Gabriele Evertz, Red + the Spectrum (2008) 

James writes:

Lately I have become interested in contemporary abstract painters who make abstraction the subject of their work. These artists, often through variations of hard-edged color contrasts, do more than merely "abstract" the visible world. They concern themselves with pushing abstraction's formal potential. Thornton Willis, one of these artists, just completed his latest run at Elizabeth Harris Gallery; I wrote the catalogue essay for the show (and participated in a video profile of the artist). James Little will open at June Kelly in Chelsea on May 7. Consider my calendar marked.

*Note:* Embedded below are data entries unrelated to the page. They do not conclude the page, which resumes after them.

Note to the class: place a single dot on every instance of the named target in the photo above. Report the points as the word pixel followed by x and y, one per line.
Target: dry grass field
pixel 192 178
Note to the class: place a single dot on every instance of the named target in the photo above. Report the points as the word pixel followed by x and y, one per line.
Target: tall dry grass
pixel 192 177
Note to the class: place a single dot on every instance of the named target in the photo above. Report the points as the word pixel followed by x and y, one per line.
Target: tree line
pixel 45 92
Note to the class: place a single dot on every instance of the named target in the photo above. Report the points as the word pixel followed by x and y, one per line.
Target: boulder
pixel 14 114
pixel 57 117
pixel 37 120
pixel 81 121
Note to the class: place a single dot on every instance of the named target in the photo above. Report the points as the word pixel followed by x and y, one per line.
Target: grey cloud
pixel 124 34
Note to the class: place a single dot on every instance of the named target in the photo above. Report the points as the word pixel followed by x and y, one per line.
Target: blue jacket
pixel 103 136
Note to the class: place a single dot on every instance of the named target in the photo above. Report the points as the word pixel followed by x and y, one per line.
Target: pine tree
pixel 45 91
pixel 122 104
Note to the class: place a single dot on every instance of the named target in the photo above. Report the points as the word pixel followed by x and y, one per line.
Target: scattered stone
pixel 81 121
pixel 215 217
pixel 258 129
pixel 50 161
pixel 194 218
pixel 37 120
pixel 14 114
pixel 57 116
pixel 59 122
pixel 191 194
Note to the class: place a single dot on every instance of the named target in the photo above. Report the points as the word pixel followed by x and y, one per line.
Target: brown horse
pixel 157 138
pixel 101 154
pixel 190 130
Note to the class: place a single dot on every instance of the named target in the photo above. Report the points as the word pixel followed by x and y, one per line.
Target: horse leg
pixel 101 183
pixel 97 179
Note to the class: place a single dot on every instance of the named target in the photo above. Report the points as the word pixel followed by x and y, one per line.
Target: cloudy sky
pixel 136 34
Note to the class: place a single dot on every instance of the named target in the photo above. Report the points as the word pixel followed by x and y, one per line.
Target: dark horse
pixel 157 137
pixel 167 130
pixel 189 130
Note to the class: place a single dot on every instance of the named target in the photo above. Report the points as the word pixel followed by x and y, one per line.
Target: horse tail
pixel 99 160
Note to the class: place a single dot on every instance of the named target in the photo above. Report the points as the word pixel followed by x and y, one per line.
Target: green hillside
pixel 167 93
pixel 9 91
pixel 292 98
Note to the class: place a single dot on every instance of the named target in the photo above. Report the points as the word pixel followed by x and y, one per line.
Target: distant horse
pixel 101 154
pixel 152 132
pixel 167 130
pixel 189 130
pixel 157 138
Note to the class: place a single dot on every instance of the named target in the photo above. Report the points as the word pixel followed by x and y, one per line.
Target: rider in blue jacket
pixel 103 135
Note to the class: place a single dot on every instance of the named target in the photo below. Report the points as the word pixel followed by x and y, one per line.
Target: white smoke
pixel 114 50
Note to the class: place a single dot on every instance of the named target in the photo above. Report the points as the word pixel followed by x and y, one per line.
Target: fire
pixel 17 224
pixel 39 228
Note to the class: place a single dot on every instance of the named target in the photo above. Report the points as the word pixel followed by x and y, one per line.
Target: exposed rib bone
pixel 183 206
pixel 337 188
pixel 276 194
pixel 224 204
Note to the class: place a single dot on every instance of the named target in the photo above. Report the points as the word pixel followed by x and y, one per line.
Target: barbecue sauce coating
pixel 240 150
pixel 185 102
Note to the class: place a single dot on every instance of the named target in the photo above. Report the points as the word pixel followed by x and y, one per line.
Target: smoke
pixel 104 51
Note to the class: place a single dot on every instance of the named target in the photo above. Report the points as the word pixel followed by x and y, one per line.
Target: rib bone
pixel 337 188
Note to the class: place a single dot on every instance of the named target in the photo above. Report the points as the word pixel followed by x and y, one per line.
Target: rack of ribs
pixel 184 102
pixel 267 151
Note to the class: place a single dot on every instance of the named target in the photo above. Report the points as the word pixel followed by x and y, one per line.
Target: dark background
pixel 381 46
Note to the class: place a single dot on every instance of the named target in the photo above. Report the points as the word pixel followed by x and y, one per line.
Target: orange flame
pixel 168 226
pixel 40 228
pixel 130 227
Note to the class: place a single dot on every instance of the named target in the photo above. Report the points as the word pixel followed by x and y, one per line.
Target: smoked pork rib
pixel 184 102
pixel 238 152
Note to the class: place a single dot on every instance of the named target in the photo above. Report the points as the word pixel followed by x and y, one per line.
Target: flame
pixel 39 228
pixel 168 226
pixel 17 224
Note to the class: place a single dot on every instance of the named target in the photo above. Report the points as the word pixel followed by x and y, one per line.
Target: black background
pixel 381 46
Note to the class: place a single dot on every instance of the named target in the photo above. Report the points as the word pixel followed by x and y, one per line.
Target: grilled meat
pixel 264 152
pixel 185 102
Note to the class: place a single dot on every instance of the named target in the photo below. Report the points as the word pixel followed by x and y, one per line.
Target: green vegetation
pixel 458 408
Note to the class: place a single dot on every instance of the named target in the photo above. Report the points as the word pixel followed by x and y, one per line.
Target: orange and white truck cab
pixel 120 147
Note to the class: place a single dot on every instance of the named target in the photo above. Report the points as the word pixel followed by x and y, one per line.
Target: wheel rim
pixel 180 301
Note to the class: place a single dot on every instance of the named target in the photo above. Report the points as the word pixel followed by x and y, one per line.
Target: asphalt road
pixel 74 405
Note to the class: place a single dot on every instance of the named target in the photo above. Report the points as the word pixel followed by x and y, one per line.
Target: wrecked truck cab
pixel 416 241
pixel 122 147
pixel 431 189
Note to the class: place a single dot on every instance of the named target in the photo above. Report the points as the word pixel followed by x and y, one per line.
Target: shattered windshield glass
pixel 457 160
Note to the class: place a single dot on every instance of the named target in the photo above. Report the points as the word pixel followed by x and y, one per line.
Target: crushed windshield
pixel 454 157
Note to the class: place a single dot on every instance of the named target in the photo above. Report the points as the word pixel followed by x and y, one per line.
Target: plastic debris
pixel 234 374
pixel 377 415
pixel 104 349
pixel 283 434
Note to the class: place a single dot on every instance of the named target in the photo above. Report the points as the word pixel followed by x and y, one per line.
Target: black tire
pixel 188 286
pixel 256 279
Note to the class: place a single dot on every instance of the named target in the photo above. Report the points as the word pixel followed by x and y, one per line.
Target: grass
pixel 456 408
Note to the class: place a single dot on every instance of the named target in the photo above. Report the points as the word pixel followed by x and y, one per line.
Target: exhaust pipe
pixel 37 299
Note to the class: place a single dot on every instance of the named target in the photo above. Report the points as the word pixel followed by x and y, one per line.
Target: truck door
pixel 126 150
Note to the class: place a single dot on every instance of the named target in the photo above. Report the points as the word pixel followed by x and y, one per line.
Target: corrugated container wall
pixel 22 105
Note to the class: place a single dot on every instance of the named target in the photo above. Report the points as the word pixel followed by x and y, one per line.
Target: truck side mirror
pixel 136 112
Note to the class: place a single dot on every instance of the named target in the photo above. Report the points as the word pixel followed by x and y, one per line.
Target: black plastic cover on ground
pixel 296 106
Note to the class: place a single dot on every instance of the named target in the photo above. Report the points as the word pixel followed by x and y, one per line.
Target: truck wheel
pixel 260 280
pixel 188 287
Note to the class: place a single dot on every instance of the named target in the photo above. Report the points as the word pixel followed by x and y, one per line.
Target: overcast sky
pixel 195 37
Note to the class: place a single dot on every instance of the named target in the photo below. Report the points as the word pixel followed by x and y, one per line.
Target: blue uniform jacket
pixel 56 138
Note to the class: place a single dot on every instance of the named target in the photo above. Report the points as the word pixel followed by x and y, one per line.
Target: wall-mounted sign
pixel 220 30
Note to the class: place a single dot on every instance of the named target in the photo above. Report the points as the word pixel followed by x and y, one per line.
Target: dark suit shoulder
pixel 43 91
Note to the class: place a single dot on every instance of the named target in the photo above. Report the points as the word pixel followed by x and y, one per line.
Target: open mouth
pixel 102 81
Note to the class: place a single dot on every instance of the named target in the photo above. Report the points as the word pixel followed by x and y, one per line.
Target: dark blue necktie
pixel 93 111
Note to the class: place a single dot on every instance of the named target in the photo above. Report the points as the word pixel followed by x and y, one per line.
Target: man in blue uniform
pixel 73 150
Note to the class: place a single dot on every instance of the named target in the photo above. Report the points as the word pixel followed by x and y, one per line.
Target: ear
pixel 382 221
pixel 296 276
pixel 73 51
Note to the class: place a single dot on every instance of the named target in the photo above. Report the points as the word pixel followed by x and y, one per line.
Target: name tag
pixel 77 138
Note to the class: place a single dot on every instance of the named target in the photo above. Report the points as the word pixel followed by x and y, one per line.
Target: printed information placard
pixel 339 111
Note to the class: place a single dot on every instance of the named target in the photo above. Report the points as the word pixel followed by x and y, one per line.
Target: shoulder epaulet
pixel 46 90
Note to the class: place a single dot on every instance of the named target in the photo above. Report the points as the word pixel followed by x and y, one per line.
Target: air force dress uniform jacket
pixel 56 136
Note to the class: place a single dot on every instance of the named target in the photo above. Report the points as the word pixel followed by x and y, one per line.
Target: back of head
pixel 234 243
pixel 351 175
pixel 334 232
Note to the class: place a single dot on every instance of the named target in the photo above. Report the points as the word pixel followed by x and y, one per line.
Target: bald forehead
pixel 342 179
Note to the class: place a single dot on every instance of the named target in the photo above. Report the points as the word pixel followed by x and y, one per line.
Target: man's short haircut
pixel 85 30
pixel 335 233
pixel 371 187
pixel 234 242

This past month, a four-person exhibition called "Color Exchange: Berlin/New York" has been on view at Metaphor Contemporary Art in Boerum Hill, Brooklyn. This will be the show's final weekend. Catch it if you can.

I went to Metaphor to see the work of the Berlin-born Gabriele Evertz, a scholar of color and line. The three other painters in this show, all accomplished, use abstraction for its allusive depth: Julian Jackson makes cinematic flashes and gauzy colored landscapes; Susanne Jung offers up austere monochromes that read like blizzard whiteouts, Gabriele Schade-Hasenberg builds up glazed surfaces that obscure secrets beneath. Evertz's work, however, operates entirely on the surface through an interplay of dominant and recessive colors and the width and angle of lines. It reaches out, rather than pulling you in. Seen in person these paintings come alive through intense harmonic disturbances. Evertz pushes color's potential in new and interesting ways. I've never encountered anything quite like it. The term "Op Art" would not do it justice. Her Red and the Spectrum (2008), five feet square and the largest work in the show, is a sublime visual terror (you can see what it looks like above, but be aware that this painting's optical effects do not work in reproduction). This user-driven art is activated entirely by the sense of sight, and supremely accomplished. It deserves to be seen in person.